/simd_bitonic

Bitonic sort using simd (avx/neon) instructions

Primary LanguageC

SIMD bitonic sort

This library works with AVX or NEON instructions.

Bitonic sort

Sort small arrays of float using SIMD instructions to parallelize work.

Based on "Fast Sorting Algorithms using AVX-512 on Intel Knights Landing" https://hal.inria.fr/hal-01512970v1/document

Merge sort

Tiled merge sort using SIMD merge sort based on "Efficient Implementation of Sorting on Multi-Core SIMD CPU Architecture" http://www.vldb.org/pvldb/vol1/1454171.pdf

Library

One C99 header file, simd_bitonic.h. C99 probably needed. Tested with clang -mavx -o3.

  • simd_small_sort_max(), returns the maximum number of float at max that be can sorted with the small sort function
  • simd_small_sort(), bitonic sort small arrays
  • simd_merge_sort(), tiled merge sort

Results

Profile was done by sorting 10,000,000 times an array from random elements.

Mac mini 2018, i7, AVX

Array size vary from 2 to 128 elements. The simd bitonic sort is almost 7x faster than std::sort() at best.

AVX chart

Note that we can clearly see that the sort is more optimal when the array size is multiple of 8. Because loading data is faster and all float in the registers are used to do the sort.

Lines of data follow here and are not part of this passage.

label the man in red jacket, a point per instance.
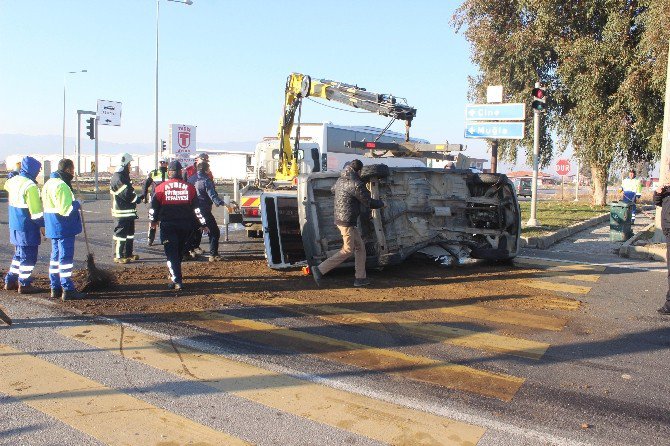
(175, 204)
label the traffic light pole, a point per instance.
(95, 158)
(532, 221)
(664, 169)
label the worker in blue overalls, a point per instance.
(631, 188)
(63, 223)
(26, 225)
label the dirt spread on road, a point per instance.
(142, 288)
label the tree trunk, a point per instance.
(599, 184)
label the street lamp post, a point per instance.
(64, 88)
(158, 9)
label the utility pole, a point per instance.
(532, 221)
(664, 169)
(577, 185)
(539, 106)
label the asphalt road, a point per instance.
(69, 379)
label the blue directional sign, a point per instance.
(495, 112)
(494, 130)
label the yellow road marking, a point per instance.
(554, 286)
(453, 376)
(565, 275)
(507, 317)
(385, 422)
(439, 333)
(104, 413)
(558, 265)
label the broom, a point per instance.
(96, 279)
(4, 318)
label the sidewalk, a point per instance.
(593, 245)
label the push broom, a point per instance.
(96, 279)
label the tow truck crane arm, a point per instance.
(299, 86)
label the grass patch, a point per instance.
(554, 215)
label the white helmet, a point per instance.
(125, 159)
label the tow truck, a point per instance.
(280, 160)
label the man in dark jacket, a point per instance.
(208, 196)
(662, 198)
(350, 195)
(124, 204)
(174, 205)
(190, 175)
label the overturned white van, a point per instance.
(428, 210)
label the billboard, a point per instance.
(182, 143)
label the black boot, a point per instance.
(72, 295)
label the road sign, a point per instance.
(182, 142)
(109, 112)
(563, 167)
(494, 130)
(495, 112)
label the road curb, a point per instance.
(654, 252)
(546, 241)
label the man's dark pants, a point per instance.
(174, 236)
(124, 237)
(214, 234)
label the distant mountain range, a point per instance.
(11, 144)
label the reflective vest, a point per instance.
(632, 185)
(61, 210)
(25, 211)
(124, 198)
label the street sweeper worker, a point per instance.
(174, 205)
(156, 177)
(62, 223)
(124, 204)
(26, 224)
(631, 190)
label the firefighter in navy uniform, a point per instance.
(174, 205)
(124, 204)
(156, 177)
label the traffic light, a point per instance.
(90, 128)
(539, 98)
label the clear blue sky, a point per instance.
(223, 63)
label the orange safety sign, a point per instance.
(252, 202)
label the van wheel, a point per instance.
(489, 178)
(375, 171)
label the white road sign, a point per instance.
(182, 143)
(109, 112)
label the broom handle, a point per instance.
(81, 213)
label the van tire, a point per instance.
(375, 171)
(489, 178)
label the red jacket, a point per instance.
(175, 201)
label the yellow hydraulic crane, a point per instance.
(299, 86)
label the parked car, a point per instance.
(522, 186)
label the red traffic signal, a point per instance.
(539, 99)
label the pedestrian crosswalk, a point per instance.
(78, 400)
(388, 423)
(106, 414)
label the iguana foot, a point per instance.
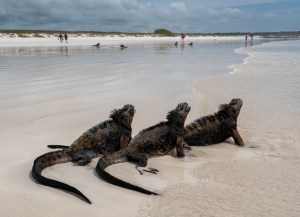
(186, 147)
(82, 162)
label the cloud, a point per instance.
(270, 15)
(138, 15)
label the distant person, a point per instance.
(66, 37)
(182, 37)
(246, 36)
(122, 46)
(97, 45)
(60, 38)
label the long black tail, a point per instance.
(57, 146)
(50, 159)
(100, 169)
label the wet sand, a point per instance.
(220, 180)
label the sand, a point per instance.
(217, 189)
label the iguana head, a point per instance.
(123, 115)
(233, 108)
(179, 114)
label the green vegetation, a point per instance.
(163, 32)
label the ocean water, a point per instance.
(53, 94)
(49, 82)
(262, 179)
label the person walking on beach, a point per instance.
(60, 38)
(182, 37)
(66, 38)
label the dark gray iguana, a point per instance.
(215, 128)
(154, 141)
(106, 137)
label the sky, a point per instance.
(190, 16)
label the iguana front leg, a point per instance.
(124, 141)
(237, 138)
(179, 144)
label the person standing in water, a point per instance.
(182, 37)
(66, 37)
(60, 38)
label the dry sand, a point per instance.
(224, 188)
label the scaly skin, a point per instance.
(215, 128)
(154, 141)
(106, 137)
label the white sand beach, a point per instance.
(51, 93)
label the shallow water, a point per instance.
(260, 181)
(53, 94)
(84, 78)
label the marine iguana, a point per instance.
(106, 137)
(215, 128)
(154, 141)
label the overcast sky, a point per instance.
(146, 15)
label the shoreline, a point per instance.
(191, 186)
(86, 41)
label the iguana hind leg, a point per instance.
(141, 162)
(237, 138)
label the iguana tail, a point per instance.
(107, 161)
(49, 159)
(58, 146)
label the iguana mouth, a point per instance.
(184, 106)
(130, 109)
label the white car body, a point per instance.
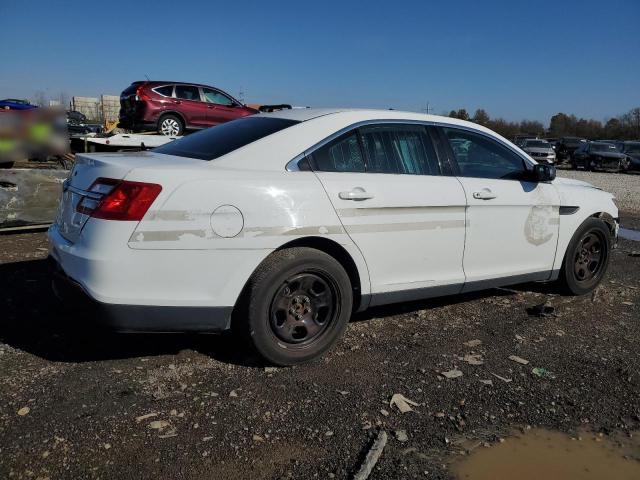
(185, 264)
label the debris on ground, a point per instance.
(372, 457)
(541, 310)
(473, 359)
(542, 372)
(504, 379)
(517, 359)
(402, 403)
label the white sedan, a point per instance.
(282, 225)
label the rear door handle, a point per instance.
(356, 194)
(484, 194)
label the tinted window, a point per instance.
(213, 96)
(188, 92)
(480, 156)
(340, 155)
(216, 141)
(399, 149)
(167, 90)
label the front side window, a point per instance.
(399, 149)
(213, 96)
(479, 156)
(188, 92)
(341, 155)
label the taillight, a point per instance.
(121, 200)
(141, 95)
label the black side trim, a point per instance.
(444, 290)
(568, 210)
(138, 318)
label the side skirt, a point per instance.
(444, 290)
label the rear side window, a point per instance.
(479, 156)
(399, 149)
(167, 90)
(340, 155)
(188, 92)
(217, 141)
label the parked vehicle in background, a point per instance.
(632, 151)
(566, 147)
(599, 156)
(619, 144)
(16, 104)
(540, 151)
(281, 225)
(520, 139)
(173, 107)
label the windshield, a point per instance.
(603, 147)
(217, 141)
(537, 144)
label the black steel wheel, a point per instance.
(295, 307)
(587, 257)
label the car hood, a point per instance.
(539, 150)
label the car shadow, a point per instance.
(33, 320)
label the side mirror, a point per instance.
(544, 173)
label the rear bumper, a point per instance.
(137, 318)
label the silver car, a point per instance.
(540, 150)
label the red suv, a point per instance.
(173, 107)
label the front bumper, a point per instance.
(136, 318)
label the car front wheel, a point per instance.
(295, 307)
(170, 125)
(587, 257)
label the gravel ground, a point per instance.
(76, 403)
(625, 187)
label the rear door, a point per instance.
(407, 219)
(220, 107)
(189, 103)
(512, 222)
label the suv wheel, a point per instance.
(296, 306)
(170, 125)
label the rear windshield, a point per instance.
(217, 141)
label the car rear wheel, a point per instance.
(170, 125)
(295, 307)
(587, 257)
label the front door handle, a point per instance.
(484, 194)
(357, 193)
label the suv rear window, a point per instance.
(217, 141)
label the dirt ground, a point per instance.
(79, 403)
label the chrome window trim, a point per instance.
(292, 165)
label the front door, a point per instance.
(405, 217)
(512, 222)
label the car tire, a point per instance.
(170, 125)
(295, 306)
(587, 257)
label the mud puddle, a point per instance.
(548, 455)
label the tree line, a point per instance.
(623, 127)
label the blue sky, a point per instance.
(516, 59)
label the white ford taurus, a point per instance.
(281, 225)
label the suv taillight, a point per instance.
(121, 200)
(141, 95)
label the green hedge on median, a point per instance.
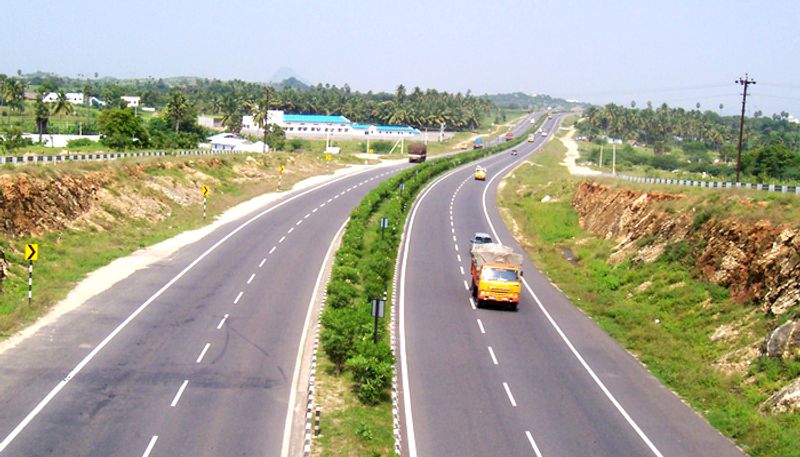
(363, 269)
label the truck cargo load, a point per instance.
(417, 152)
(496, 274)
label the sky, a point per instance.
(680, 52)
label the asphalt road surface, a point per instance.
(543, 381)
(193, 356)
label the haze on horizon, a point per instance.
(680, 52)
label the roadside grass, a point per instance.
(349, 428)
(661, 312)
(68, 255)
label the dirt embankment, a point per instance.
(757, 261)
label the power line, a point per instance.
(744, 82)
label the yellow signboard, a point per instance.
(31, 252)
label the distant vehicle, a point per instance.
(496, 274)
(417, 152)
(480, 238)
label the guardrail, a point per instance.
(714, 184)
(45, 159)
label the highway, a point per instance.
(193, 356)
(543, 381)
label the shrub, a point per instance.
(80, 143)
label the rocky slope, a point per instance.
(758, 261)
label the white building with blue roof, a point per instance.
(322, 126)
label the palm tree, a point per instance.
(42, 117)
(177, 108)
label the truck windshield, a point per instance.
(496, 274)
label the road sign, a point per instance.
(31, 252)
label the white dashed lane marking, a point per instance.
(203, 353)
(533, 444)
(491, 353)
(150, 446)
(510, 396)
(179, 393)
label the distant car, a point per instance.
(481, 238)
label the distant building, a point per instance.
(76, 98)
(231, 142)
(131, 100)
(322, 126)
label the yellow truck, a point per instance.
(496, 275)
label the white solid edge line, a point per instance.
(409, 431)
(494, 358)
(563, 336)
(287, 427)
(510, 396)
(203, 353)
(100, 346)
(533, 444)
(150, 446)
(179, 393)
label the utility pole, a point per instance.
(266, 118)
(744, 82)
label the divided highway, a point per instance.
(543, 381)
(193, 356)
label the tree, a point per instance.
(42, 117)
(121, 129)
(178, 109)
(62, 104)
(275, 137)
(12, 138)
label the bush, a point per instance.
(80, 143)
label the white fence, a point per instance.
(714, 184)
(45, 159)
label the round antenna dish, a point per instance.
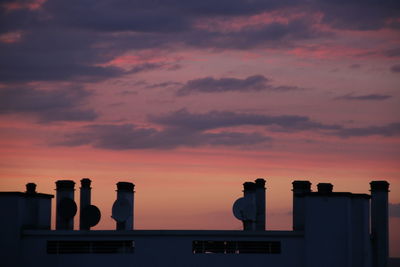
(91, 215)
(244, 210)
(238, 208)
(67, 208)
(121, 210)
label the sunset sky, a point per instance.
(189, 99)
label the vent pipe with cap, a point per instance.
(260, 204)
(32, 207)
(66, 206)
(85, 200)
(123, 208)
(249, 195)
(379, 223)
(325, 188)
(300, 188)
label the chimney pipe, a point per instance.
(380, 223)
(84, 201)
(249, 194)
(32, 207)
(325, 188)
(125, 190)
(65, 191)
(299, 189)
(31, 188)
(260, 204)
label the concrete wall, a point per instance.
(337, 230)
(162, 248)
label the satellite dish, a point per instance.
(121, 210)
(90, 215)
(244, 210)
(67, 208)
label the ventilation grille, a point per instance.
(88, 247)
(236, 247)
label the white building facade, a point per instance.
(330, 229)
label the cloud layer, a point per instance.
(64, 104)
(253, 83)
(183, 128)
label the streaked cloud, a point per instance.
(63, 104)
(253, 83)
(369, 97)
(129, 136)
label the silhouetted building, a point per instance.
(329, 229)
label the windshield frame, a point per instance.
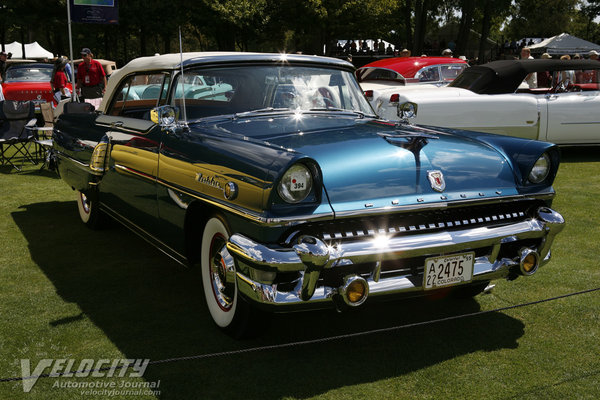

M1 macbook air (2020), NEON

Array size vary from 2 to 64 elements.

Neon chart

This chart is more all over the place, gain are still impressive though.

Why is it faster?

  • SIMD Bitonic sort runs in parallel thanks to SIMD wide register (4 floats NEON / 8 floats AVX)
  • There are less access to memory as most of the work is done inside SIMD registers

Drawbacks

  • Only for small arrays, merge-sort is not as efficient
  • Sort only "pure" floats, cannot sort an array of struct {float a; int b;} for example

What are the typical use-case?

  • Sorting values for image compression, usually 8x8 or 4x4 pixels
  • Sorting values for kdtree building, for example each leaf of kdtree could have 16 points and when we need to split the node we sort the points using one axis
  • Sorting values that are already in SIMD registers